Cancer is classically modeled as a malignant transformation with genetic mutation of oncogenes or tumor suppressor genes driving uncontrolled cellular growth. However, epigenetic or even stochastic endogenous variations in the expression levels of these genes may be sufficient to disregulate proliferation and apoptosis pathways, and drive tumorigenesis. Thus, there may exist cancers whose origin and maintenance stem from non-genetic perturbations of normal pathways. In this project, we focus on Chronic Lymphocytic Leukemia (CLL), a lymphoproliferative disease characterized by the clonal expansion of mature B lymphocytes arrested in the G0/G1 phase of the cell cycle. To date, there is no known mutation conferring dominant-positive or dominant negative activities to signaling regulators that would account for the resistance to apoptosis and enhanced proliferation of B cells in CLL. Differential expression of signaling components (e.g. upregulation of CDS and ZAP70) is used to predict clinical prospects for CLL patients, but there is limited understanding of their relevance to the growth dysregulation and disease progression. The goal of this research project is to study the heterogeneity of B cell signaling sustaining proliferation and apoptosis in CLL. For that purpose, we will introduce a systems biology platform that combines theoretical modeling of B cell signaling (under activation by antigens, cytokines or others) with experimental measurements on single primary cells.
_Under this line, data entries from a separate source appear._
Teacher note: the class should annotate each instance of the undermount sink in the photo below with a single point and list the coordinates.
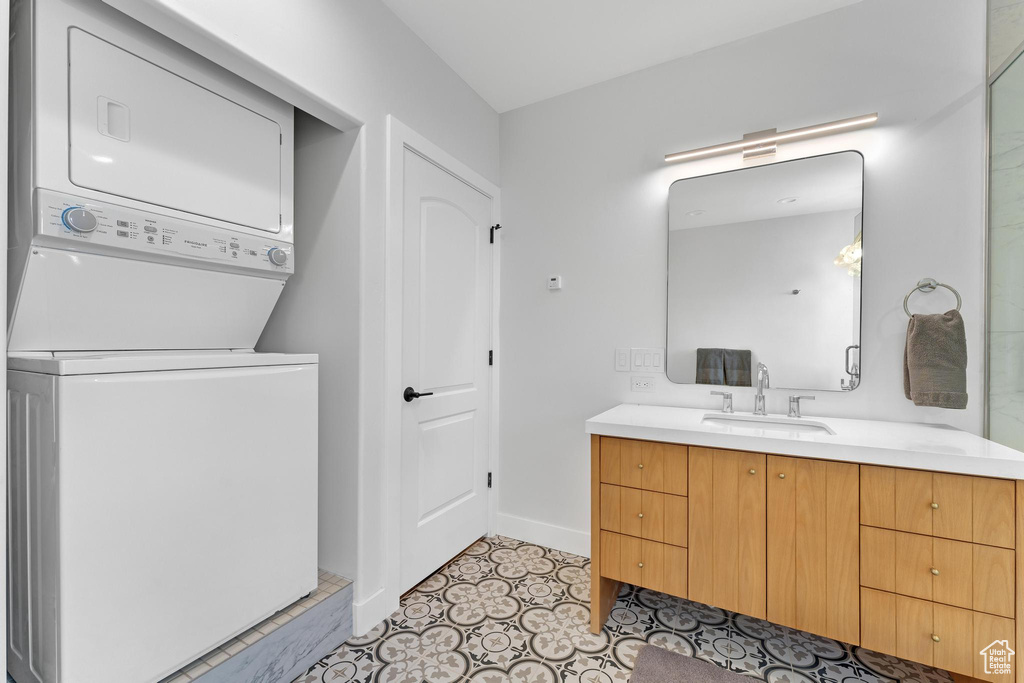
(767, 423)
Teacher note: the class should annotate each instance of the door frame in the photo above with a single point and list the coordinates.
(399, 138)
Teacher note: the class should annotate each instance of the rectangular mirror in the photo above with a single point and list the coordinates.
(764, 266)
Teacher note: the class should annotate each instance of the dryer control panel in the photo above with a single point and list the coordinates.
(96, 226)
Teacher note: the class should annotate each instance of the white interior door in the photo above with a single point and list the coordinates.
(445, 341)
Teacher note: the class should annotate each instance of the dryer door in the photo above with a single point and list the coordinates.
(142, 132)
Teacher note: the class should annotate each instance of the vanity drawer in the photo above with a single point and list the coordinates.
(647, 465)
(931, 633)
(953, 572)
(950, 506)
(646, 514)
(646, 563)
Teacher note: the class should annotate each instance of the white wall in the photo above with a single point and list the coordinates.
(347, 62)
(585, 195)
(731, 287)
(318, 312)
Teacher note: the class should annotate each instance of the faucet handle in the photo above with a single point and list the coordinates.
(795, 404)
(726, 399)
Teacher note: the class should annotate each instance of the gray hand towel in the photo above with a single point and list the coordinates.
(737, 367)
(711, 366)
(935, 360)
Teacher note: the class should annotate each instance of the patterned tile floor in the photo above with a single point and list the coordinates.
(507, 611)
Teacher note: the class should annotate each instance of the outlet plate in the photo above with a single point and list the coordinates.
(641, 383)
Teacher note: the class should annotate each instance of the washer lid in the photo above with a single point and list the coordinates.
(92, 363)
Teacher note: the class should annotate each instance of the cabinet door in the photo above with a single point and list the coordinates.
(621, 462)
(727, 562)
(664, 568)
(812, 547)
(621, 558)
(652, 516)
(954, 648)
(664, 468)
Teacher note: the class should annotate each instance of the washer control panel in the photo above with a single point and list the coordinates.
(83, 221)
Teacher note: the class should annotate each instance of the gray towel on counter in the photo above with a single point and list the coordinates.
(737, 367)
(711, 366)
(935, 360)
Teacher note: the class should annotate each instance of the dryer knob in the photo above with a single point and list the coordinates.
(78, 219)
(278, 256)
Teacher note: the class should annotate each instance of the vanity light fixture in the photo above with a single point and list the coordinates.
(756, 144)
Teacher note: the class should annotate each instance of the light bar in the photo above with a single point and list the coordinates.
(809, 131)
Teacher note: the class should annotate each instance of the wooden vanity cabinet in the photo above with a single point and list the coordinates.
(727, 529)
(812, 549)
(923, 565)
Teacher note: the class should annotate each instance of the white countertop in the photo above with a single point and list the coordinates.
(908, 444)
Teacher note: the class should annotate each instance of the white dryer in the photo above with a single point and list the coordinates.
(160, 505)
(163, 475)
More specifically, we plan to rely on the natural heterogeneity of B cells (in CLL patients or in healthy individuals), to map out the variability of CLL disease states. We will develop a theoretical biochemical model, to identify key signaling regulators in B cell signaling. We will also apply a new experimental methodology to correlate, at the single cell level, B cell responsiveness with expression levels of these key signaling regulators. Ultimately, we aim at introducing multivariate parameters of individual cells within a population (from markers to functional response) to better characterize CLL phenotypes and offer new therapeutic approaches taking into account the variability in CLL B cells.
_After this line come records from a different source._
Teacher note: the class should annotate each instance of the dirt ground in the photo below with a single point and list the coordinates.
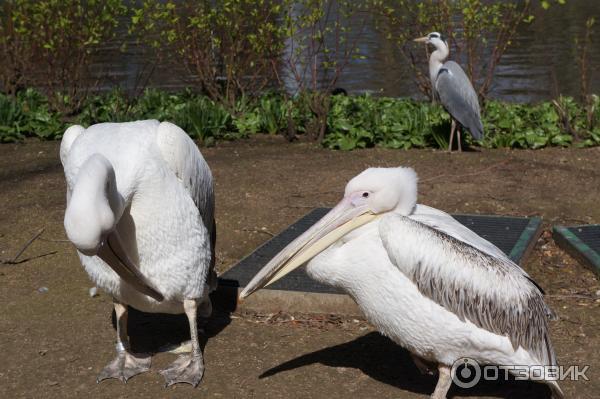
(55, 338)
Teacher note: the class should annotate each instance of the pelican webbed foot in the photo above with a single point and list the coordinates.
(125, 366)
(186, 369)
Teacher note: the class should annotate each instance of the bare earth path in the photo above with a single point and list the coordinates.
(52, 344)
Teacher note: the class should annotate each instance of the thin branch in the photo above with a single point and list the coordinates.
(13, 261)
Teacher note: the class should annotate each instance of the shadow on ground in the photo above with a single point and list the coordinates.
(381, 359)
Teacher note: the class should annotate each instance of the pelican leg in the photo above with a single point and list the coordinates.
(126, 364)
(452, 129)
(444, 383)
(187, 368)
(423, 366)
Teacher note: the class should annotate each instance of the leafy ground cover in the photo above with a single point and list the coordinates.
(353, 121)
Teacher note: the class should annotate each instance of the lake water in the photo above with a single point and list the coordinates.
(540, 63)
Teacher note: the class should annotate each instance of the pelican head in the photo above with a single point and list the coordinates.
(371, 194)
(94, 209)
(435, 38)
(95, 206)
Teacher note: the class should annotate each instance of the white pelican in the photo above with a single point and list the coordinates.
(140, 211)
(421, 278)
(453, 89)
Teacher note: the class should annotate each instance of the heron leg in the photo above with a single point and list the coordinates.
(452, 129)
(187, 368)
(126, 364)
(444, 383)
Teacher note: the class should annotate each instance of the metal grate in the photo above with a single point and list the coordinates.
(581, 242)
(513, 235)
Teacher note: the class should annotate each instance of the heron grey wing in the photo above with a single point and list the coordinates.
(442, 221)
(183, 157)
(493, 294)
(457, 95)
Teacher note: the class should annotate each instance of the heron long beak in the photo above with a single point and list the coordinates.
(113, 253)
(342, 219)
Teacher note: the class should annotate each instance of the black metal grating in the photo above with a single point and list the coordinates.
(508, 233)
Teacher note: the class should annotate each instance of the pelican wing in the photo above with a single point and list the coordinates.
(457, 95)
(185, 160)
(491, 292)
(442, 221)
(69, 137)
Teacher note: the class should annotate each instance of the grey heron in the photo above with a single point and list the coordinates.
(140, 212)
(421, 278)
(453, 89)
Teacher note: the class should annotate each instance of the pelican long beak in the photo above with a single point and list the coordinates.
(341, 220)
(113, 253)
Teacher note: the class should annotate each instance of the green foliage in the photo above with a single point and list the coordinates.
(359, 122)
(522, 126)
(353, 121)
(49, 44)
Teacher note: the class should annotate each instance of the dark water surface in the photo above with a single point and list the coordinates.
(540, 63)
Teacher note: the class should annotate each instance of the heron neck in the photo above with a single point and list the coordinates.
(436, 60)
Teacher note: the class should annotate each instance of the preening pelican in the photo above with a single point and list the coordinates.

癌症通常被建模为癌基因或肿瘤抑制基因的基因突变驱动不受控制的细胞生长的恶性转化。然而，这些基因表达水平的表观遗传甚至随机内源性变化可能足以失调增殖和凋亡途径，并驱动肿瘤发生。因此，可能存在其起源和维持源于正常途径的非遗传扰动的癌症。 在这个项目中，我们重点关注慢性淋巴细胞白血病 (CLL)，这是一种淋巴组织增生性疾病，其特征是停滞在细胞周期 G0/G1 期的成熟 B 淋巴细胞的克隆性扩张。迄今为止，尚无已知的突变赋予信号调节因子显性阳性或显性阴性活性，从而解释 CLL 中 B 细胞对细胞凋亡的抵抗和增殖的增强。信号成分的差异表达（例如 CDS 和 ZAP70 的上调）用于预测 CLL 患者的临床前景，但对其与生长失调和疾病进展的相关性了解有限。 该研究项目的目标是研究 CLL 中维持增殖和凋亡的 B 细胞信号传导的异质性。为此，我们将引入一个系统生物学平台，该平台将 B 细胞信号传导（在抗原、细胞因子或其他物质激活下）的理论模型与单个原代细胞的实验测量相结合。更具体地说，我们计划依靠 B 细胞（CLL 患者或健康个体）的自然异质性来绘制 CLL 疾病状态的变异性。我们将开发一个理论生化模型，以确定 B 细胞信号传导中的关键信号调节因子。我们还将应用一种新的实验方法，在单细胞水平上将 B 细胞反应性与这些关键信号调节因子的表达水平相关联。最终，我们的目标是引入群体内单个细胞的多变量参数（从标记物到功能反应），以更好地表征 CLL 表型，并考虑 CLL B 细胞的变异性提供新的治疗方法。